The last step would be to create the files that only contain the most probable matches at a threshold of p>95%. Optionally, you can also create files that only contain the other possible matches in the field that are not deemed as the "best" match.

In [None]:
all_file = '_GAIADR2_star_pm040mas_all_matches.txt'
rank_file = '_GAIADR2_star_pm040mas_all_matches_ranks.txt'
bayes_file = '_bayes_probs_per_mag_gaia_cut_b_cut.txt'
name = 'PAN_STARRS'
# whether or not you want to also create file for other possible matches
make_rank_2 = True

bayes_match.make_best_and_rank_2_sample(name, all_file, rank_file, bayes_file, make_rank_2)
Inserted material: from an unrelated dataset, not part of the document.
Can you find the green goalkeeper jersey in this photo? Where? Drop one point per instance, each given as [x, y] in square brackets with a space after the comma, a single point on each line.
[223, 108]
It is important to note the structure of the resulting files so results can then be used as you like. This final section of the workflow will result in three main files for the best matches (and similar files for the other possible matches). These three files (for this example) are:

**PAN_STARRS_GAIADR2_star_pm040mas_all_matches_bayes_matches_best_match.txt**

With a table structure like (seperated over two lines cause its long):

| Gaia ID | RA (Gaia) | Dec (Gaia) | plx (Gaia) | plx_err (Gaia) | pmra (Gaia) | pmdec (Gaia) | Gmag (Gaia) | ID (External) | RA (External) | Dec (External) | Epoch |
| --- | --- | --- | --- | --- | --- | --- | --- | --- | --- | --- | --- |
| ... | deg | deg | mas | mas| mas/yr | mas/yr | mag | ... | deg | deg | mjd |

| ang_sep_RA_impact | ang_sep_Dec_impact | Epoch_Impact | mag1 (external) | mag1_err (External) | ... | magN (external) | magN_err (External)| line_num |
| --- | --- | --- | --- | --- | --- | --- | --- | --- |
| arcseconds | arcseconds | Decimal Year | mag | mag | ... | mag | mag | ... |

**PAN_STARRS_GAIADR2_star_pm040mas_all_matches_ranks_bayes_matches_best_match.txt**

With a table structure like:

| Rank | ang_sep_RA_mean | ang_sep_Dec_mean|
| --- | --- | --- |
| ... |  arcseconds | arcseconds |

**PAN_STARRS_GAIADR2_star_pm040mas_all_matches_bayes_probs_per_mag_gaia_cut_b_cut_bayes_matches_best_match.txt**

With a table structure like:

| bayes_prob_mag1 | ... | bayes_prob_magN |
| --- | --- | --- |
| ... |  ... | ... |

All three of these files have the same length and each row in a file matches the corresponding Gaia ID in the first file.